Grainy blasts from the great Pharoah “Ferrell” Sanders’ tenor sax begin this live recording originally released on vinyl in 1982 (by the Bay Area’s great Theresa Records) and featuring the stellar John Hicks on piano, Walter Booker on bass and Idris Muhammad on drums. Like that of his mentor John Coltrane, with whom Sanders began exploring the outer reaches of sonic spirituality back in 1964, Sanders’ tumultuous playing is all about freedom in its most unbridled, soul-stirring form (the man can channel elephant shrieks from an African plain).

Most of the songs here, five live tracks culled from an early ‘80s West Coast tour, build with a slowly burning intensity that threatens to devour the stage.

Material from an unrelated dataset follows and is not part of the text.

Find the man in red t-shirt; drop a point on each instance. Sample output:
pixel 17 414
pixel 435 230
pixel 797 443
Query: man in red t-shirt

Beginning with a slow-ride tom build, “Pharomba” (recorded along with “Blues for Santa Cruz” live at the Kuumbwa Jazz Center in Santa Cruz) melds 13 minutes of smooth blues playing with Afro-Cuban rhythms and closes out with cosmic, harmonic overtones drifting from Sanders’ lips like a religious prayer.

A previously unreleased addition is the 21-minute closing track, "Doctor Pitt," an upbeat, rousing finale (lots of Sanders’ trademark hollers) performed in ode to Pitt, a small record label owner who supported musicians without regard for commercial appeal.